Dans ce contexte, le patron de l'agence de presse autrichienne APA, Clemens Pig, actionnaire principal de Keystone-ATS, a appelé de ses voeux les «médias libres» à former une «alliance technologique européenne pour entraîner les outils d'IA». Il s'est en particulier montré totalement opposé à la vente «à bon marché» des «précieuses archives» des médias aux géants de l'IA.

Les jeunes et les médias

Les éditeurs suisses se soucient aussi de la hausse de la part des personnes qui ne consultent pratiquement plus les médias. Ils pointent par ailleurs que de nombreux adolescents ont désormais de grandes difficultés, selon des études, à comprendre les textes qu'ils lisent.

Les éditeurs veulent ici «prendre le taureau par les cornes». Ils souhaitent développer, en coordination avec les écoles, les compétences médiatiques des jeunes. Le VSM est prêt à prendre la tête d'une alliance nationale dans ce domaine. «Nous voulons aider les enseignants à préparer les jeunes à la jungle médiatique», a dit Andrea Masüger.

«Pansements pas suffisants»

Le conseiller national Jon Pult (PS/GR), membre de la commission des télécommunications, a également abordé la crise actuelle de la presse, mais aussi les campagnes de désinformation menées par des Etats comme la Russie ou encore les attaques contre la liberté de la presse, y compris au sein du Parlement suisse.

Pour le vice-président du Parti socialiste, il est essentiel que l'Etat crée de bonnes conditions-cadres pour le journalisme. Ce dernier doit bénéficier d'un financement solide, et non pas de simples mesures de soutien, ainsi que d'une liberté totale.

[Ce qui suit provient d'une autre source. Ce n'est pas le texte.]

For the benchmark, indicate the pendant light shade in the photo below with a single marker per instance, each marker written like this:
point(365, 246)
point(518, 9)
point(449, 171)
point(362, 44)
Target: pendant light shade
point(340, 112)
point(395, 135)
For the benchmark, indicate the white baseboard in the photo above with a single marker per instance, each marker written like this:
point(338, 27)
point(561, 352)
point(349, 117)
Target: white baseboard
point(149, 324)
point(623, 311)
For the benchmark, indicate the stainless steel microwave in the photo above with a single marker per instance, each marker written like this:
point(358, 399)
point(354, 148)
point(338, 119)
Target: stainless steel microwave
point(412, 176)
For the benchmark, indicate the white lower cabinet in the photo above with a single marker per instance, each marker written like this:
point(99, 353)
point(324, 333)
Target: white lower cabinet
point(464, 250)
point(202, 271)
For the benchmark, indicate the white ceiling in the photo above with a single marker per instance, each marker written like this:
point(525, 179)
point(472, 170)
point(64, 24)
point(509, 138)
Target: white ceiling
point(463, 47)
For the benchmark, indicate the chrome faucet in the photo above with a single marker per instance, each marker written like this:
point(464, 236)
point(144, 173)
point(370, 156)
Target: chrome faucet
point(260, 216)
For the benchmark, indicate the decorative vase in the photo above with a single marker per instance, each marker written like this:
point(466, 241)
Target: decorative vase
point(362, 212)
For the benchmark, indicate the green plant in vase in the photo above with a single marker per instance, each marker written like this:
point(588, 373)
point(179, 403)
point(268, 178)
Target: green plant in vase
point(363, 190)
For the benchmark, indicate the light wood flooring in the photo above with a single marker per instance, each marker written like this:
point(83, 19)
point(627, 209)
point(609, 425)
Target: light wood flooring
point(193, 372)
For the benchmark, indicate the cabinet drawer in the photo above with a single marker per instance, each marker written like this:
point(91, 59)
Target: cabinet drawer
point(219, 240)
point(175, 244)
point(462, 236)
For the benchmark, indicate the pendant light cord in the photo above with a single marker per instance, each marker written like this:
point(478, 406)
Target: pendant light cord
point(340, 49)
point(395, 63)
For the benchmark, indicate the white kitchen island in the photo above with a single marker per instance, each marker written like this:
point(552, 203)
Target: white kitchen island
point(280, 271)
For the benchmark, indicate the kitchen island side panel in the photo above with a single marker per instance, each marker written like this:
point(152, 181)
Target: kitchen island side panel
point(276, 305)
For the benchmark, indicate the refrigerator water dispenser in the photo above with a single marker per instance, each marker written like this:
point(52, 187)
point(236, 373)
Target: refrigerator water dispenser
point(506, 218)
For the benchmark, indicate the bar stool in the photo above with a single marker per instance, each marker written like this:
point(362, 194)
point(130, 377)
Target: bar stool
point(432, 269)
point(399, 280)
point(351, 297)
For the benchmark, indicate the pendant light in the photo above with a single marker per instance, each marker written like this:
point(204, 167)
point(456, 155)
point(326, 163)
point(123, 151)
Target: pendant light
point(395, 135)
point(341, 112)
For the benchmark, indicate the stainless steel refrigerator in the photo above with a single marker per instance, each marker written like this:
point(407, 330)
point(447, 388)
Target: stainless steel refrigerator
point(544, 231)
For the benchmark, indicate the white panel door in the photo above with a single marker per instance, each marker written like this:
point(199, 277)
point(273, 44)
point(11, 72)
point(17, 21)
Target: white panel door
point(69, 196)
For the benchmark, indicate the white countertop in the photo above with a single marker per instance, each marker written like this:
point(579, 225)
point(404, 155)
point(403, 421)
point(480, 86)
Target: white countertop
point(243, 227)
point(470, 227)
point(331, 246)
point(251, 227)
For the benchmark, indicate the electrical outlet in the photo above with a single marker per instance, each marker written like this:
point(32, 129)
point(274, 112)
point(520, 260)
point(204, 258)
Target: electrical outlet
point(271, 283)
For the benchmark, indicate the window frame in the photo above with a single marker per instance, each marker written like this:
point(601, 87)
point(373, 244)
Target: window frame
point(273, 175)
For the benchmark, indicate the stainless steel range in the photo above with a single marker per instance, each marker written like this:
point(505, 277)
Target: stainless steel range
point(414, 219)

Les interventions pendantes aux Chambres fédérales sont des «pansements nécessaires mais pas suffisants», a insisté le récent candidat malheureux au Conseil fédéral.

Il a par ailleurs balayé l'initiative contre la SSR. «Face à la crise du financement du journalisme et à la menace de désinformation, un affaiblissement du service public sous l'impulsion de la politique est une erreur politique», a affirmé Jon Pult.